# im a complete monster



## areoseek (Feb 17, 2008)

i dont know what i was thinking, or lack thereof. i just, i dont know. I dont think will ever get another rat again. i... just. i guess, i cant be trusted. im probably the only person i know who could be this stupid. i guess im posting on here because im so sad, or mad for that matter, that i wont even cry any more. I dont know who to ask forgiveness from, or who to apologize to besides 3 little sweet motionless creatures whom i have let down. You see, i have, well, im not going to give excuses, the baseline is, im lazy, and stupid. My 3 little angles starved to death. I know i am going to get completely shunned for this and i should. It was my fault and i blame myself 100%. I dont know how i didnt notice, or remember, that they were not getting fed. I feel so horrible right now that it is unbearable. The worst part is that andrew still had a pulse. I have to give him credit. Because i know he waited for me to find him so i could have a chance to say goodbye. we had to help him along, as the vet said he had no chance. his pulse was about 1 beat every 2 seconds. 

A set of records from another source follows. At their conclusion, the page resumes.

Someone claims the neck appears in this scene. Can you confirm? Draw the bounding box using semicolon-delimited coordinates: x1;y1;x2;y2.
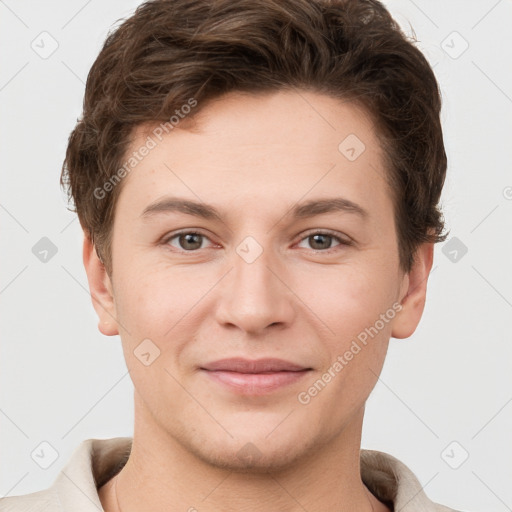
99;396;389;512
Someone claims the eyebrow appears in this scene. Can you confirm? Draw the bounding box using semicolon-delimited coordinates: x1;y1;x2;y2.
141;197;368;221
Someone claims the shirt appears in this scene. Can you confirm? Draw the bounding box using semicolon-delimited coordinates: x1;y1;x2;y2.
0;437;457;512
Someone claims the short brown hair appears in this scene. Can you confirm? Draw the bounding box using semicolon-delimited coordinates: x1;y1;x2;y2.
61;0;447;272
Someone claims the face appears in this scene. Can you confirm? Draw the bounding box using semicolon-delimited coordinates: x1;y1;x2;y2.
85;91;431;469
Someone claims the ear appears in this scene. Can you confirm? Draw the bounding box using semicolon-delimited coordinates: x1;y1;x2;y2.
83;233;119;336
391;243;434;338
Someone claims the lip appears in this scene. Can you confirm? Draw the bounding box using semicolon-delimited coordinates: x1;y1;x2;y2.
201;357;311;373
201;358;312;396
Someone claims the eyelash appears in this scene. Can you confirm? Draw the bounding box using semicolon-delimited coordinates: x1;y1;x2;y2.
162;230;354;254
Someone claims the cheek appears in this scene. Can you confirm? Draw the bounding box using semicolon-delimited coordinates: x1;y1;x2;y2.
300;266;397;349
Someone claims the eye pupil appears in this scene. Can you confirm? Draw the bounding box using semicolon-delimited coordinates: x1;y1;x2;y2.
179;233;203;250
309;234;332;249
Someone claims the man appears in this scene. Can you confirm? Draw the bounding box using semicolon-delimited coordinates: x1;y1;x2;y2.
0;0;464;512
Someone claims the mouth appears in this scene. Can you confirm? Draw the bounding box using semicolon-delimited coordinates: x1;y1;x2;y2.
201;358;312;396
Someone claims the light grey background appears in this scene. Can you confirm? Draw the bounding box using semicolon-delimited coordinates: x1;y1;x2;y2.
0;0;512;512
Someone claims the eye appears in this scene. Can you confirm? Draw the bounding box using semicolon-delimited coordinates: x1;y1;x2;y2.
299;231;351;251
164;231;213;252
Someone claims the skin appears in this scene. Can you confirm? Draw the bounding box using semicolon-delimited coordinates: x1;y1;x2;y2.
84;91;433;512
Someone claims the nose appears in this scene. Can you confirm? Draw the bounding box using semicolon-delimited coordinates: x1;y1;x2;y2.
216;241;295;335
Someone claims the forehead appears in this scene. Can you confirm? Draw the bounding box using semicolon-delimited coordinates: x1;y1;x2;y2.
114;91;390;220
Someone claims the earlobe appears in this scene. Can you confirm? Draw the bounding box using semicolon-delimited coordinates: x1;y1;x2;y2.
83;233;119;336
391;243;434;339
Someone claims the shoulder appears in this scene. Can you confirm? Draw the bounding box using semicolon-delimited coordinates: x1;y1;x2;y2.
360;450;464;512
0;488;64;512
0;437;132;512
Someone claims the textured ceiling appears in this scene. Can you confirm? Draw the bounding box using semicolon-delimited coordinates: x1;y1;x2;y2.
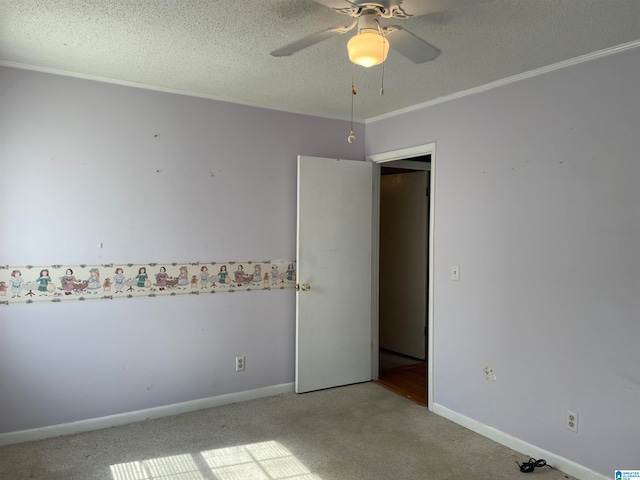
0;0;640;120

I guess the reason i posted this was because i needed to tell someone, and say sorry to someone. 
i dont expect sympathy, but i want you all to give it to my rats. As they we strong, and held on to the end. 

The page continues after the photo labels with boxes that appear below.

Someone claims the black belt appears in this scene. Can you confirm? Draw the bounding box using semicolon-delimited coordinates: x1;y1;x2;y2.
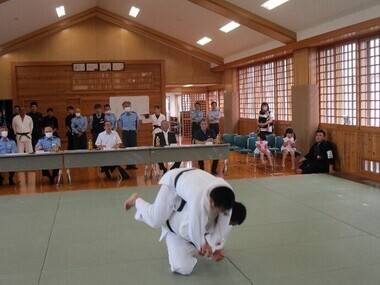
16;133;30;140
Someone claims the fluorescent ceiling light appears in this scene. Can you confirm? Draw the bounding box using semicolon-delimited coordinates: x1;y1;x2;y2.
197;37;212;46
261;0;289;10
129;6;140;18
55;6;66;17
219;21;240;33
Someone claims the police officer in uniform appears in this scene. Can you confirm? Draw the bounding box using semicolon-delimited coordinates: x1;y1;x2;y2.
90;104;105;148
119;101;139;169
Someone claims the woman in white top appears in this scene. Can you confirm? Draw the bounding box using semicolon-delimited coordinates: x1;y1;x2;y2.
150;106;166;143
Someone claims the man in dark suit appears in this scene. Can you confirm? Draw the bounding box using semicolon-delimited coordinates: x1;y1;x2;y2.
154;121;181;174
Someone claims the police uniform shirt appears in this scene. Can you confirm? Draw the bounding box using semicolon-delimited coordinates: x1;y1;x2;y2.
119;111;139;131
36;136;61;151
0;137;17;154
190;110;203;124
104;113;117;131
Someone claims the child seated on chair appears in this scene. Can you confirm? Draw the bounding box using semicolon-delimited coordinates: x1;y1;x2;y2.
253;133;273;167
281;128;296;170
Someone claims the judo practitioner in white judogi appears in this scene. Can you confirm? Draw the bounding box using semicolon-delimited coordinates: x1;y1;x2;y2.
125;168;246;274
160;199;246;275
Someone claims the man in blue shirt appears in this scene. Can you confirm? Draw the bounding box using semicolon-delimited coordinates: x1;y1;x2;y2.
0;126;17;185
194;119;219;175
35;127;61;185
190;102;203;140
71;108;87;149
119;101;139;169
207;101;222;135
103;104;117;131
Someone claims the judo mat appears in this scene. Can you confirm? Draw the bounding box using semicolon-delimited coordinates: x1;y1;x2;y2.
0;174;380;285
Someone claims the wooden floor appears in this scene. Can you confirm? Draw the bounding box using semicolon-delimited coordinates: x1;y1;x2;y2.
0;148;294;195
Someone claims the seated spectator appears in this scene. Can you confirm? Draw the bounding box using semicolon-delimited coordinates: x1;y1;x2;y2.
194;119;219;175
42;108;59;138
281;128;297;170
35;127;61;185
95;121;129;179
154;120;181;174
253;133;273;168
0;126;17;185
297;130;334;174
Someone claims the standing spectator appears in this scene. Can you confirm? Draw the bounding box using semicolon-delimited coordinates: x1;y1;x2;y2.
65;106;75;150
36;126;61;185
27;102;42;148
253;133;273;168
42;108;59;137
257;102;273;135
208;101;222;135
119;101;139;169
0;126;17;185
296;130;334;174
0;111;7;127
104;104;117;131
190;102;203;140
150;106;166;139
154;120;181;174
71;108;87;149
8;105;20;140
194;119;219;175
90;104;105;147
12;106;33;153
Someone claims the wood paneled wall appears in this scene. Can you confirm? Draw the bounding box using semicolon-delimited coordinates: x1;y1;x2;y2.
0;18;223;99
319;124;380;181
13;61;165;146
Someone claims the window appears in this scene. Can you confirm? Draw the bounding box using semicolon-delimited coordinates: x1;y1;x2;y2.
319;42;357;125
318;37;380;127
238;57;293;121
360;37;380;127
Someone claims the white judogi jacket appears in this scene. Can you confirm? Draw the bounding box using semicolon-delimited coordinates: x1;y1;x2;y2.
159;168;232;251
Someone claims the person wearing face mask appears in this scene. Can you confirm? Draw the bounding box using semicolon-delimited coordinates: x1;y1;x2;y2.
119;101;139;169
90;104;105;148
0;126;17;185
12;106;33;153
71;108;87;149
103;104;117;131
257;102;273;135
35;127;61;185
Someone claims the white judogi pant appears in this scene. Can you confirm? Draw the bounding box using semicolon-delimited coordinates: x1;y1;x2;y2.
165;232;197;275
135;184;181;228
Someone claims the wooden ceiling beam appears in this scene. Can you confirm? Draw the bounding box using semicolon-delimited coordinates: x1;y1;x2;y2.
96;7;224;65
211;17;380;72
0;7;224;65
188;0;297;44
0;8;96;56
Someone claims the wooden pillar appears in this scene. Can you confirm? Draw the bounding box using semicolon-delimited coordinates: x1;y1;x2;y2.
292;48;319;154
224;69;239;133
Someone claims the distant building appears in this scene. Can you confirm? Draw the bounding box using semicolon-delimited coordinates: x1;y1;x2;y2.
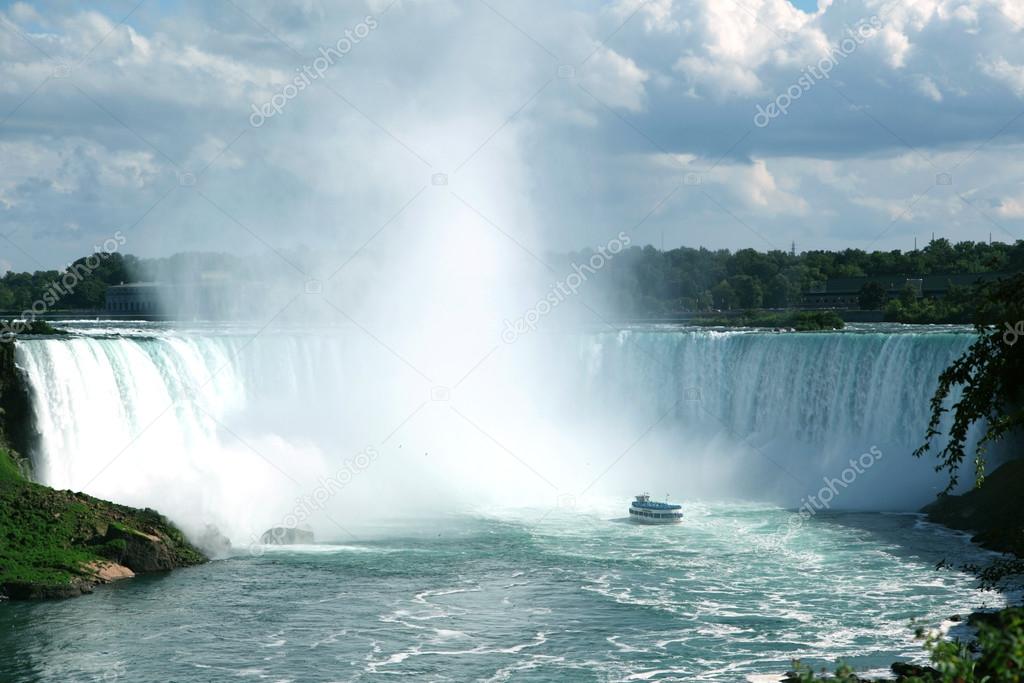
105;283;168;315
800;272;1011;308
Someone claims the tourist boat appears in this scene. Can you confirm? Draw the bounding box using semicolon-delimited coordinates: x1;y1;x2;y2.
630;494;683;524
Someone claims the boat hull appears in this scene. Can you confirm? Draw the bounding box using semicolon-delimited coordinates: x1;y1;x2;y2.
630;507;683;524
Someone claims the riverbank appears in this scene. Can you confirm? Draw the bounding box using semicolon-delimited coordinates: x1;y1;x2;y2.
0;343;207;600
0;447;207;600
781;459;1024;683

I am sorry to let the rat community down, and to let all of you down. 


i dont know how to forgive myself.
So
there you have it.
My story of what i found when i got home.

i dont know what to do now, im debating weather or not to hit submit. Well.. here goes


----------



## zoe9 (Oct 3, 2007)

I am so sorry for those poor neglected rats and the suffering they endured.

May they all RIP now.


----------



## ration1802 (Sep 25, 2007)

> I am sorry to let the rat community down, and to let all of you down.


It isn't us you should be saying sorry to.

I'm not going to say anything, except, it takes a lot longer than you think to starve an animal to death. Those poor little guys...

And in reply to your other thread in the lounge, *do not* consider getting any more pets until you can show yourself responsible enough to care for another living creature.


----------



## Sweetpea (Dec 20, 2007)

I'm at a loss here. I mean...seriously. In order for this to happen you would have had to totally and completely ignore your babies. Did you never change their bedding? Take them out and play with them? Even just pet them? You would have had to simply walk by them day after day and not even look at them. I'm appalled and...just appalled. And NO you should not get any other kind of living thing that depends on you.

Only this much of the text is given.